Phase 2: Utilizing Variable Entity Types
Recognizing limitations in the model’s ability to identify variable entity types within rules, the team integrated this information directly into the prompts. For example, if a rule involved a variable like “?b”, they would specify its potential types (e.g., “/time/event” or “/sports/sports_championship_event”). This crucial addition significantly improved the model’s performance in generating accurate explanations.
Phase 3: Comparing Models & Chain-of-Thought Prompting
Building on the success of incorporating variable entity types, the researchers further enhanced their approach with Chain-of-Thought (CoT) prompting. This strategy guides the LLM through a series of reasoning steps: parsing the rule, identifying components, determining relevant types for variables, interpreting each part of the rule, synthesizing the information, and finally generating a concise explanation. This phase also expanded the evaluation to include GPT-4o Mini and Gemini 2.0 Flash alongside GPT-3.5 Turbo.
Also Read:
- Advancing Explainability in Knowledge Graph Predictions
- Bridging the Gap: How AI Helps Access Manufacturing Knowledge Graphs
Key Findings and Future Directions
The human evaluation of the generated explanations focused on correctness (accuracy and logical order), clarity (ease of understanding), and the presence of missed or hallucinated entities and relations. The results were encouraging:
- The combination of Chain-of-Thought prompting and providing variable type information yielded the most accurate and readable explanations.

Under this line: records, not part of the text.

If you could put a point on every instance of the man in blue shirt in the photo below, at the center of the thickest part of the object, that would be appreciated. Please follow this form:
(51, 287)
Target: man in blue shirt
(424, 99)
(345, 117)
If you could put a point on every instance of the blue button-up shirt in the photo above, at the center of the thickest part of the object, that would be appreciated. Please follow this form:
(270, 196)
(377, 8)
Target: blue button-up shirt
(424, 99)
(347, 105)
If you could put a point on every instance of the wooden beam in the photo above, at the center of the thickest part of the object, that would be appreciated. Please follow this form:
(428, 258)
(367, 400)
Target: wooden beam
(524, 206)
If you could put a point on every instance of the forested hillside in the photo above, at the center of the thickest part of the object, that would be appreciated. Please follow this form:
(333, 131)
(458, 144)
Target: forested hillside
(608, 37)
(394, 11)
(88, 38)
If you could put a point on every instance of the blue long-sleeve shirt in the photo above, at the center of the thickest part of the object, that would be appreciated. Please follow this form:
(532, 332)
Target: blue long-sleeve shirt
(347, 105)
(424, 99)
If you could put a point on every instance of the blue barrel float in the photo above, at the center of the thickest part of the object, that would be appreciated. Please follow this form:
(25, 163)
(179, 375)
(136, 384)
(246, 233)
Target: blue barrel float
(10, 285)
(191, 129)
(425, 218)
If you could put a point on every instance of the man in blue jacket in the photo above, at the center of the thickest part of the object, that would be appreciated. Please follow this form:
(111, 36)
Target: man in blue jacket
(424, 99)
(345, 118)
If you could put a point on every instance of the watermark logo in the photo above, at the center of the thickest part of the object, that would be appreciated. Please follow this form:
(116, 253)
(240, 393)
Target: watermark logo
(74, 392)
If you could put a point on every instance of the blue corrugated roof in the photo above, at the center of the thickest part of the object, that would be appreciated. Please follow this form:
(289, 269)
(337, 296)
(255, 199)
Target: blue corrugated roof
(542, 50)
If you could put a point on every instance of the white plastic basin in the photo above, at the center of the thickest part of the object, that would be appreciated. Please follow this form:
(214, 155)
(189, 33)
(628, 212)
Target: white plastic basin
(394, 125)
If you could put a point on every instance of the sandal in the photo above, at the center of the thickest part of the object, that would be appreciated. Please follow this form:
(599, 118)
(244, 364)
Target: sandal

- Among the models tested, Gemini 2.0 Flash demonstrated the best overall performance, followed by GPT-4o Mini. GPT-3.5 Turbo also showed improved performance with CoT prompting.
- Models generally performed better on simpler rules (fewer components, binary relations) compared to more complex ones (three atoms, concatenated relations, or mediator nodes).
- The study also explored the concept of “LLM-as-a-judge,” where LLMs themselves evaluate the quality of generated explanations. While some biases were observed (LLMs tending to favor their own family’s models), the approach showed promise for scalable evaluation and generating pseudo-ground truth data for future model fine-tuning.
This research marks a significant step towards making complex logical rules in knowledge graphs more understandable for humans. While challenges remain, particularly with highly complex rules, the findings highlight a promising direction for enhancing the interpretability and usability of knowledge graphs through natural language explanations generated by large language models.